Is it better to be more granular in a lexer or less?

thad · November 18, 2023, 12:07am

A little context first:
I’m working on a grammar for a language called AL used in microsoft’s ERP product (built using Antlr4). It’s a bit funky in that it has an object language and then inside that it has a code language. The two are not 100% consistent so I started using a mode for the code, so I could create very specific lexer rules like TABLE, PAGE, FILTER, etc. The language has a ridiculous number of keywords. However, in practice, many of these are not truly reserved by the compiler, since you can use them as variable names in code.

I started defining a ton of lexer rules, but then I began to wonder, is this the best way? Is it perhaps better to tokenize many of these words as a simple IDENTIFIER, then in the parser rules add a check to insure that the identifier token’s text value is equal to “table” for instance? I’m unsure as to what is the most common and recommended practice in these situations. If I define them all as lexer rules then I think I will have close to 300 lexer rules. Granted if I do text checks, I’ll be inserting code segments in a ton of parser rules. Also, if I define all the explicit rules, I suspect it will bite me in the butt later, since no one should ever name a table field “table”, but I think the language technically allows it.

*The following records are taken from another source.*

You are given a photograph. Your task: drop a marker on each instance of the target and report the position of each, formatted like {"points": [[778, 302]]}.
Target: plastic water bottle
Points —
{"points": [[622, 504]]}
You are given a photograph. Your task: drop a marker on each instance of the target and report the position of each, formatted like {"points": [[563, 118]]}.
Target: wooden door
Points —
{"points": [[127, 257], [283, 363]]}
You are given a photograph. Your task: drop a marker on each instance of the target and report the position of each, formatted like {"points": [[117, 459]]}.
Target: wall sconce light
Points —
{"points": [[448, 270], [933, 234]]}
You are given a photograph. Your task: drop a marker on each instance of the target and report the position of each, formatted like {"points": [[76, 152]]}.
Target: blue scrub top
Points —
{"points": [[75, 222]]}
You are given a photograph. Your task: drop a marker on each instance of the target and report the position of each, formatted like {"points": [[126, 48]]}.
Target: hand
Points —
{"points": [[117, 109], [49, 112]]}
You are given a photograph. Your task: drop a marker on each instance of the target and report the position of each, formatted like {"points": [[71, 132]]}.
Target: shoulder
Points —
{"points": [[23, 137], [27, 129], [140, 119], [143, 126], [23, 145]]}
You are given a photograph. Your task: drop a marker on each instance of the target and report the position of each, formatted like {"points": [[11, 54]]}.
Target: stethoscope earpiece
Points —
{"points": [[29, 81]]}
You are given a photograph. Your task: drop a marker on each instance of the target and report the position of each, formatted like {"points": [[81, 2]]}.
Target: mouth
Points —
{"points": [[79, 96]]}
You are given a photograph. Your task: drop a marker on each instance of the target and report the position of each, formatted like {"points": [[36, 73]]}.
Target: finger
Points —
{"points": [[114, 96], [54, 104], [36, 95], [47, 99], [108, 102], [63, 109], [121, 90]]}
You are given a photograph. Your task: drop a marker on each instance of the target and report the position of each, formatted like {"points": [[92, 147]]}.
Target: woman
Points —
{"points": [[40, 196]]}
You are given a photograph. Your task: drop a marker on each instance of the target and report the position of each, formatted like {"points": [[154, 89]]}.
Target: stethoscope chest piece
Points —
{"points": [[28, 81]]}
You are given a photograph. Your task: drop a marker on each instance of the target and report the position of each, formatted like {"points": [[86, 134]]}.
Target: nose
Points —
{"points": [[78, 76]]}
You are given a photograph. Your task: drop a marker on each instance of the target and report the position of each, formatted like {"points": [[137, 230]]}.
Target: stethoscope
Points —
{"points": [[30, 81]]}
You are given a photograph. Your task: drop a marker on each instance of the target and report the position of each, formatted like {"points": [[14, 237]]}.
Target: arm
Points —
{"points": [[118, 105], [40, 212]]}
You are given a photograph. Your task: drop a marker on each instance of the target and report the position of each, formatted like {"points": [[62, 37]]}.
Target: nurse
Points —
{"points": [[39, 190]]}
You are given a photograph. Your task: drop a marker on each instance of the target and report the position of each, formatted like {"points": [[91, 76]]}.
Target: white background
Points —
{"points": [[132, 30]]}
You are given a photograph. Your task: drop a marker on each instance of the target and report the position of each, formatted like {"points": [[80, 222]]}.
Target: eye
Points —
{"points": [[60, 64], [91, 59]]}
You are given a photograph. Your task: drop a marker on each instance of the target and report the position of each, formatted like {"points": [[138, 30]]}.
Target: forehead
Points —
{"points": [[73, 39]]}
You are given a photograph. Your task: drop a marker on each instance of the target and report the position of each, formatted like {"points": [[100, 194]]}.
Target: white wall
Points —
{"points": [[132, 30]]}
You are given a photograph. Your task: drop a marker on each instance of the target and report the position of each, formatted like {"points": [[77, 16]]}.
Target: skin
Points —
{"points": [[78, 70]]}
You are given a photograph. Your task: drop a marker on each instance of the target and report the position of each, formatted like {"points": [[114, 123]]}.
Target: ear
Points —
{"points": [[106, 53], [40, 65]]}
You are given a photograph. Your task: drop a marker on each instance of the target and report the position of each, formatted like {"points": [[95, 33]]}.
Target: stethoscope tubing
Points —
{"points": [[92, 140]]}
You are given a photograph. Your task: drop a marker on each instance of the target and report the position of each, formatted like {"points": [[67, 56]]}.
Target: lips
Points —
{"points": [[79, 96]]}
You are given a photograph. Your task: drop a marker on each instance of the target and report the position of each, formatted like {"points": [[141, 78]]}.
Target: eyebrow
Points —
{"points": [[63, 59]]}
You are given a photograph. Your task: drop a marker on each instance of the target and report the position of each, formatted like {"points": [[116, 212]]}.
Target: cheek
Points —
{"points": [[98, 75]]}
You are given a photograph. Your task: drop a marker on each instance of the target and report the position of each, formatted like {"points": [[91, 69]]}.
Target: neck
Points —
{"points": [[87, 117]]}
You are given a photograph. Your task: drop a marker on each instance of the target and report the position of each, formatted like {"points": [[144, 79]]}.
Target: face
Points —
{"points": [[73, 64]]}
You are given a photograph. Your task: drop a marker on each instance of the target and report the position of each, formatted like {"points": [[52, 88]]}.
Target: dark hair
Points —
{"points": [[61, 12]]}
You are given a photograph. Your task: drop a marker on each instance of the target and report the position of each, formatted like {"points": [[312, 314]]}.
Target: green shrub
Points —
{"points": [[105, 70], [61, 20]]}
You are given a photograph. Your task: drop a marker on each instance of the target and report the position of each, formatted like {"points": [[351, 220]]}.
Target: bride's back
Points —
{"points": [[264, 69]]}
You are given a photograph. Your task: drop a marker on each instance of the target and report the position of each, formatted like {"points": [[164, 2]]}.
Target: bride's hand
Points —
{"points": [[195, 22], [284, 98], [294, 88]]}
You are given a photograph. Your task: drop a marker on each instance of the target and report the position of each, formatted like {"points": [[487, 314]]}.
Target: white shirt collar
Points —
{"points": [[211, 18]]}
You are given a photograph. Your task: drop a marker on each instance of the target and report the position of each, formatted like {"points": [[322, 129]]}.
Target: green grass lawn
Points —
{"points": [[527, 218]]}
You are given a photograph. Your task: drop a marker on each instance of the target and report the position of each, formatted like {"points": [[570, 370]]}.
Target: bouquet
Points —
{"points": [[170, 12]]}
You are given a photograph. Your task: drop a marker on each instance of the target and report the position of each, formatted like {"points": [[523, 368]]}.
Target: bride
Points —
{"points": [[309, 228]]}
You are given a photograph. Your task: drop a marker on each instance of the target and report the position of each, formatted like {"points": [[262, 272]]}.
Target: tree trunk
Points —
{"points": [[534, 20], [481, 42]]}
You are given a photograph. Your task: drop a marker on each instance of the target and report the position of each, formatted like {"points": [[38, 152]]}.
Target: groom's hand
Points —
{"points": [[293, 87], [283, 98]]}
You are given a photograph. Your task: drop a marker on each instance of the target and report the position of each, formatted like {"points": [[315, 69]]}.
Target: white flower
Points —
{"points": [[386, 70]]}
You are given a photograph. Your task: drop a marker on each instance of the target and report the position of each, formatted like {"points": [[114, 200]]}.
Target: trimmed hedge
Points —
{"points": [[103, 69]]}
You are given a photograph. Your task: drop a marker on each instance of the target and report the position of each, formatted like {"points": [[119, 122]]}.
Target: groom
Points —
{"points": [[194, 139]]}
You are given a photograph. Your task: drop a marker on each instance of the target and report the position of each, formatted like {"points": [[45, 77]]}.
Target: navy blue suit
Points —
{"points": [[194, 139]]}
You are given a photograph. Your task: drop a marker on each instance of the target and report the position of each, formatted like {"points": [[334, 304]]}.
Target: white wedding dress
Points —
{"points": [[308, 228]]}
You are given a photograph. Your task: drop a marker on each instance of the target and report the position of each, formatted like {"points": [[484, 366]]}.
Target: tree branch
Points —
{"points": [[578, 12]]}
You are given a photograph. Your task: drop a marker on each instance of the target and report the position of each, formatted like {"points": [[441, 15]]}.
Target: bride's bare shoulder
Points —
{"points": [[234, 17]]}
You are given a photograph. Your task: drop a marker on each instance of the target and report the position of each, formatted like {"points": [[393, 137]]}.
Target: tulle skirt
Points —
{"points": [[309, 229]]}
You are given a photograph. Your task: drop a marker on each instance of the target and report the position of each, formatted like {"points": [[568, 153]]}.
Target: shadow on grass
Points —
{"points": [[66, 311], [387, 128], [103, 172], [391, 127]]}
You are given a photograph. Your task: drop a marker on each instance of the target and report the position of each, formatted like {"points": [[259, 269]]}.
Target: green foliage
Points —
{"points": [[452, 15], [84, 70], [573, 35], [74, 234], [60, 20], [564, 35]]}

In that instance the parser would blow up when someone references <mytable.table> in a field rule somewhere (since table would be tokenized as a table token and not an identifier named “table”).

igor.dejanovic · November 18, 2023, 2:05pm

You have to work inside the boundaries imposed by the parsing tool you use. Thus, you would probably get a better support from the community if you specify what tool do you use.

The problem that you are facing is a problem of lexing ambiguity due to missing context.
There is a lexing technique called context-aware lexing where lexing is done during parsing on-the-fly. When the lexer is called the parser supply the tokens it expect at the current location. This enables having e.g. variable named the same as keywords without having to specify special additional rules. There is also scannerless parsing which is similar regarding the lexing/parsing power but the parsing is usually done down to a character level. While this could resolve most of the issues you are facing if you could use the tool that supports it, semantic ambiguities remain which is IMHO best handled, as you described, by relaxed lexing/parsing and deciding latter during semantic analysis.

thad · November 18, 2023, 5:04pm

Ah, sorry, I added a tag for Antlr4 but failed to specify that I was using Antlr4. I updated the original post to reflect that.

Thank you for the explanation. I did not realize there were parsers that only tokenize at time of parsing (though I should have guessed I suppose). Thus far I have only written recursive descent parsers from scratch or used parser generating frameworks like Antlr.

igor.dejanovic · November 19, 2023, 1:36pm

I failed to see the tag. Sorry. But, I was suspecting ANTLR.

I don’t use ANTLR but after a quick skim through the docs I agree with you that lexer modes would quickly get messy. They seems good for sub-languages but not that good for handling ambiguity between IDs and keywords. I would go with lexing all keywords that can be IDs as IDs, as you suggested, and using semantic predicates to check if the keyword is right for the parser rule/alternative.

Something along these lines:

Table: { <get_ID_text> == "table" }? ID <rest of the rule>...;

You might be able to make things simpler by using parser rule parameters, so it might end up as:

Table: Ident("table") <rest of the rule>

where Ident is a parser rule with String parameter that will do the checks.

This is just a hunch after reading some docs, no guarantee it would work, so take it with a grain of salt.

thad · November 19, 2023, 4:05pm

Thank you very much. I’m grateful for the advice from someone with a lot more experience. I will try this route and do some more reading on Antlr as well.